Information technology
There is no doubt that the application of Information and Communication Technology (ICT) is a critical success factor in the running of any business today and the insurance industry continues to explore the benefits it offers. Information technology applications are catalyst to the development of any industry but not without its challenges, the most critical of which is security. They commission is to establish the framework for information technology supervision of insurance institutions and promote arrangements for efficient and more cost effective applications in the insurance industry.
Competence of director’s, senior management and persons in control functions
The commission is concerned about the performance of some board and management as reflected in their work not only from compliance perspective but also in terms of strategic and operational choice they make.
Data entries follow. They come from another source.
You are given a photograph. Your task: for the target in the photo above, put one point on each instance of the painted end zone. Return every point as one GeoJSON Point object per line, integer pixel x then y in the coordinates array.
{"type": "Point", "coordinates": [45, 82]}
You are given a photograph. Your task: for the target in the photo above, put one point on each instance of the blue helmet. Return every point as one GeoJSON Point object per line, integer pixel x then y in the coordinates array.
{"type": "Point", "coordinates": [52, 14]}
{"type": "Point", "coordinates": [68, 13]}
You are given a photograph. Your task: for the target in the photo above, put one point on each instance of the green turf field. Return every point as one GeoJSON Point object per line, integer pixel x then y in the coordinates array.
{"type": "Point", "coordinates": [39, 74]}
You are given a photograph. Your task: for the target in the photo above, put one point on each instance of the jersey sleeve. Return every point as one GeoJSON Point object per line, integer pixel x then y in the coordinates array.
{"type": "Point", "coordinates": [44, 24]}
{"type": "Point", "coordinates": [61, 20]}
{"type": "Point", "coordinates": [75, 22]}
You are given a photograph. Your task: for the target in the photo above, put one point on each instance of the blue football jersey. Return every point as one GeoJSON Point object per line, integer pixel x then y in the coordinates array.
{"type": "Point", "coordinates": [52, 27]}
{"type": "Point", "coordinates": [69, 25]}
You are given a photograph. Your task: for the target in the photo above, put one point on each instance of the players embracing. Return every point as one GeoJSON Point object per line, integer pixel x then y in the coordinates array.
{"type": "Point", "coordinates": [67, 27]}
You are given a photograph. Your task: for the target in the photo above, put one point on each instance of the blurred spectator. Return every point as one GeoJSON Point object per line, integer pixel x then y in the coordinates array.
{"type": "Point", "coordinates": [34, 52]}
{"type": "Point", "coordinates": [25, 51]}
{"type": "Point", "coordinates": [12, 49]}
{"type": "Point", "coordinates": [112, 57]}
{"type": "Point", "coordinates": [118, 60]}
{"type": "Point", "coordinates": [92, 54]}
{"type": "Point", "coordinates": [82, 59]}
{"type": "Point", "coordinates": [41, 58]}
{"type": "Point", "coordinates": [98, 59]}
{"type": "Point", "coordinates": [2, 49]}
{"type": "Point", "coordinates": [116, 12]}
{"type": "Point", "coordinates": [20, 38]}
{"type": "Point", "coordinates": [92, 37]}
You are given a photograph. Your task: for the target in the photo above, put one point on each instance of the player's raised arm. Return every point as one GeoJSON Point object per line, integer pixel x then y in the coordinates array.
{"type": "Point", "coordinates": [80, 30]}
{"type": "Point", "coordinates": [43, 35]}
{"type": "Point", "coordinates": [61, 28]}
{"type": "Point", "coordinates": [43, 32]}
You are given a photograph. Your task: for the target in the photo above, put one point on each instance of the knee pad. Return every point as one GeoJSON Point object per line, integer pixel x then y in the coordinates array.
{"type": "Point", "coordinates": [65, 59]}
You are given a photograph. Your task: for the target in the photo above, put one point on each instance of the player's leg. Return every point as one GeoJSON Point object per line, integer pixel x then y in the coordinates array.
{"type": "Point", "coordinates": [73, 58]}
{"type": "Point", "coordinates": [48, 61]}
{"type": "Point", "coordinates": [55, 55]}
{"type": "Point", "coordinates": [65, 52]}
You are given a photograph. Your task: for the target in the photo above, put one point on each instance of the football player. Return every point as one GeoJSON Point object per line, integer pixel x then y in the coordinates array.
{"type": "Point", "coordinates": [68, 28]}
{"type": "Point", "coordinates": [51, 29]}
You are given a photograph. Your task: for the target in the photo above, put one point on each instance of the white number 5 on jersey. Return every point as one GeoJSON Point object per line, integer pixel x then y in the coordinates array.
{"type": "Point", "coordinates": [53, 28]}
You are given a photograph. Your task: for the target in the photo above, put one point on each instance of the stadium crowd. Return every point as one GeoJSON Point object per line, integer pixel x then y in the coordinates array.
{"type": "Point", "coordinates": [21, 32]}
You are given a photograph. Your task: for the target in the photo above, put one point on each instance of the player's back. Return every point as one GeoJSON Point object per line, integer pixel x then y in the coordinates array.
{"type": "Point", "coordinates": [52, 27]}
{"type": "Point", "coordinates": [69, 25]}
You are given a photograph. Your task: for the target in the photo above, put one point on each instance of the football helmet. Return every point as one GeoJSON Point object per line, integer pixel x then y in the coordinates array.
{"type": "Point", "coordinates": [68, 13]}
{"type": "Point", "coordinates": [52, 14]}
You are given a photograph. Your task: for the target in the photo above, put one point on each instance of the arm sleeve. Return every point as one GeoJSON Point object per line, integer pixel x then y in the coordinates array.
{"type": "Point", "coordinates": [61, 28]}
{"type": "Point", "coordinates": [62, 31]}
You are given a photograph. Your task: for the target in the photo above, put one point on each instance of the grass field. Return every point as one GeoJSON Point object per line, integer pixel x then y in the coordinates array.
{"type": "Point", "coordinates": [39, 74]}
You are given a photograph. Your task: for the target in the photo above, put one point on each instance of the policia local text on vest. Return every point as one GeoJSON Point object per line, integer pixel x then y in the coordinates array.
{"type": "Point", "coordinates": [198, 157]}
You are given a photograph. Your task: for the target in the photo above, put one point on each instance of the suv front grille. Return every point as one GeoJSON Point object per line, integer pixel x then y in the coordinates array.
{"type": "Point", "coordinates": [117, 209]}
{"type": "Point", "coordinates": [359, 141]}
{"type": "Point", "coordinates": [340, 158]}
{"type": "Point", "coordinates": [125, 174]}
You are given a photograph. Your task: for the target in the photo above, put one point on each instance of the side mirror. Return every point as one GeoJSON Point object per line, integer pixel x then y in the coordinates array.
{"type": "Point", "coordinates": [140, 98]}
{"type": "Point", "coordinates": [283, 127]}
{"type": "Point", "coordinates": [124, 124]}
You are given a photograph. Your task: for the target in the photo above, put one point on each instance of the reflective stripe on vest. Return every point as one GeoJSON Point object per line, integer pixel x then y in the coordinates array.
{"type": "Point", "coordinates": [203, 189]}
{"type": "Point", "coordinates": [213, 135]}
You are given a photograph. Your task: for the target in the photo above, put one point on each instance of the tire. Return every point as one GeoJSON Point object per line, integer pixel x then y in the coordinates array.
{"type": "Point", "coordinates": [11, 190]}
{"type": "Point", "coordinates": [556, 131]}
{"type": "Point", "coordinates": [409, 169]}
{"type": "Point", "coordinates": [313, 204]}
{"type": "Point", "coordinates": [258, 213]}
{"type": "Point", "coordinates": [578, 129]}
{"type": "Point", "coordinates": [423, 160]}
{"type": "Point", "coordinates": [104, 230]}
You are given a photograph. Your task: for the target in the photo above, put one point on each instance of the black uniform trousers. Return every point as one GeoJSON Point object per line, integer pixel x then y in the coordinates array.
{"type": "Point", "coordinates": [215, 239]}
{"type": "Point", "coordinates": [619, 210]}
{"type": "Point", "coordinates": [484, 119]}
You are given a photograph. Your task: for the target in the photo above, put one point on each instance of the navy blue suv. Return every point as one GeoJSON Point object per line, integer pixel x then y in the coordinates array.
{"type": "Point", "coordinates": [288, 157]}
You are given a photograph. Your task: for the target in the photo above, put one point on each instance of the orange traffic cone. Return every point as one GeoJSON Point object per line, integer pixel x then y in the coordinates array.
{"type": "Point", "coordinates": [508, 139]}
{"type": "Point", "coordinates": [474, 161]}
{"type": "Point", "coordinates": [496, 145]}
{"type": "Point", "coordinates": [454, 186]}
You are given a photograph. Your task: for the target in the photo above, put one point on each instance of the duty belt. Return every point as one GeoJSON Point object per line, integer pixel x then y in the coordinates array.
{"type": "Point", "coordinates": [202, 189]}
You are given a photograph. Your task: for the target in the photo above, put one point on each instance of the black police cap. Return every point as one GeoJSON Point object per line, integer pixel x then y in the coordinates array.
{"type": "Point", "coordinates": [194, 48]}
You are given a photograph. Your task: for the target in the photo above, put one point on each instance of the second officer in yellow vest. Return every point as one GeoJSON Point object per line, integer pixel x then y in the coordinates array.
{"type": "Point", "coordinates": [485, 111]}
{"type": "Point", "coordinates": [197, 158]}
Our strategic approach to these challenges is to develop a mandatory competence profile for directors and persons in senior management and key functions in liaison with relevant organs of the industry whilst also considering a number of mandatory learning requirements/trainings for director, which shall commence in February, 2017.
Corporate governance
The importance of corporate governance in the management of insurance institution cannot be over-emphasized. The commission expects all directors of insurance institutions to rise up to the challenges of not only ensuring that their companies comply with relevant laws but also that their activities take into account the interest of all stakeholders especially policyholders and providers of capital
The commission will pay more attention to the behavioral aspects of corporate governance and extract accountability from relevant parties, especially directors and member of management. Consequently, all insurance institutions are require to forward, to the commission, planned schedule for their board meeting for the year 2017 not later than February 10, 2017.
Service delivery by the commission
In the course of the year 2016, they commission collated data on the service expectations of operators in the insurance industry with a view to incorporating same in a service charter. This has been reviewed and it is being finalised into a draft document to be circulated for further inputs. It is important to assure all relevant stakeholders that the commission is committed to ensure timeliness in the rendition of its service.
The commission is going to leverage on information technology to improve its effectiveness and reduce the regulatory burden of manual operations on insurance institutions. All complaints about the service of the commission should be forward to the SERVICOM unit of the commission for prompt attention.
Conclusion
There is no doubt that the insurance industry is going to continue to experience its share of the current economic challenges. The commission recognizes the need to be innovative and proportionate in its supervision of insurance institutions and would be so guided appropriately. The commission, however, expect that the avenue provided by insurers committee will be fully exploited to progressively improve the insurance industry’s contribution to the real economy in the manner and scale expected by stakeholders.